PLAIN LANGUAGE SUMMARY

Defining incidence and complications of fibrolamellar liver cancer through tiered computational analysis of clinical data

NPJ Precision Oncology 

Fibrolamellar cancer is generally regarding as rare. Why does that matter? Underestimating the incidence of a disease can bias caregivers to miss the diagnosis. It can cause them to confuse it with an apparently similar disease, resulting in ineffective or even harmful treatment. It can diminish public attention to the disease, thus reducing the resources provided for its study and development of treatments.

This study suggests fibrolamellar may be more common than had been thought. The authors analyzed a clinical database at the University of California, San Francisco, and found the incidence to be five to eight fold higher than previous estimates. Additionally, the authors analyzed the same data base and associated laboratory data to consider hyperammonemia, a complication of fibrolamellar cancer that can cause mental confusion and even death. The analysis of patients in the database with hyperammonemia emphasize that hyperammonemia may be insufficiently recognized in fibrolamellar.   They showed that fibrolamellar patients have a pattern of laboratory findings consistent with a previous reported source of the problem in fibrolamellar (see paper from March 2017: A Proposed Physiopathological Pathway to Hyperammonemic Encephalopathy in a Non-Cirrhotic Patient with Fibrolamellar Hepatocellular Carcinoma without Ornithine Transcarbamylase (OTC) Mutation.)

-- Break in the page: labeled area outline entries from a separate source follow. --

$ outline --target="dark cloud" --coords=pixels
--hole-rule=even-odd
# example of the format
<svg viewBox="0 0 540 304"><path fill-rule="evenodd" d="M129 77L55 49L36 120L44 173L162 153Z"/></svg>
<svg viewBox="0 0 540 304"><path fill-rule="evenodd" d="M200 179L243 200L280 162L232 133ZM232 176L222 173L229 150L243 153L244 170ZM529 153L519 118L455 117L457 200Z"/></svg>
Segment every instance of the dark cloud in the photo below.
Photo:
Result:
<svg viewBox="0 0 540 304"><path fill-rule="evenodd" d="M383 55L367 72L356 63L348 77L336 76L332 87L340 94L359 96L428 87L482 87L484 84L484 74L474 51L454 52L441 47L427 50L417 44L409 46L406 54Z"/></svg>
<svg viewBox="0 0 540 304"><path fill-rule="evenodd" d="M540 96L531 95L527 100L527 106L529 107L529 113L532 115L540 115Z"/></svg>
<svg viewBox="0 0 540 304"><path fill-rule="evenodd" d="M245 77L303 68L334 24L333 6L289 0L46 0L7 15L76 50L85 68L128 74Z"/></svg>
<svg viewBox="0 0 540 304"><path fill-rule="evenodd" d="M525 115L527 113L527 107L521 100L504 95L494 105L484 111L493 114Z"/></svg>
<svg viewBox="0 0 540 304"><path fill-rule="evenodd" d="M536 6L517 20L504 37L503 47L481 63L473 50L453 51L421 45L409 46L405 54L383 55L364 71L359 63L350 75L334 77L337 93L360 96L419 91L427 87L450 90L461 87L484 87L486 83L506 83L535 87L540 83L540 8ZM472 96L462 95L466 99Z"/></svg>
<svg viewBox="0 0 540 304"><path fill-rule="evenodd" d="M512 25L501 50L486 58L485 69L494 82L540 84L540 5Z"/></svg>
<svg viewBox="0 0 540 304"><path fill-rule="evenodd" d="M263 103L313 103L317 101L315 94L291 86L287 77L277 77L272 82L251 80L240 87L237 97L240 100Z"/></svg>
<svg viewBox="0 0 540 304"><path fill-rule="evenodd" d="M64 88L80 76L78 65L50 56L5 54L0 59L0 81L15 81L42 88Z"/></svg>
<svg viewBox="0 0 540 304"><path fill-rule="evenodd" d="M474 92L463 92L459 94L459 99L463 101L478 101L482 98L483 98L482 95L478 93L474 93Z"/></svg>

Understanding a rare disease requires that it be correctly diagnosed. An accurate understanding of its prevalence will help avoid misdiagnosis and underdiagnosis.

Written by Dr. Phil Coffino

Author’s abstract:

The incidence and biochemical consequences of rare tumor subtypes are often hard to study. Fibrolamellar liver cancer (FLC) is a rare malignancy affecting adolescents and young adults. To better characterize the incidence and biochemical consequences of this disease, we combined a comprehensive analysis of the electronic medical record and national payer data and found that FLC incidence is likely five to eight times higher than previous estimates. By employing unsupervised learning on clinical laboratory data from patients with hyperammonemia, we find that FLC-associated hyperammonemia mirrors metabolic dysregulation in urea cycle disorders. Our findings demonstrate that advanced computational analysis of rich clinical datasets can provide key clinical and biochemical insights into rare cancers.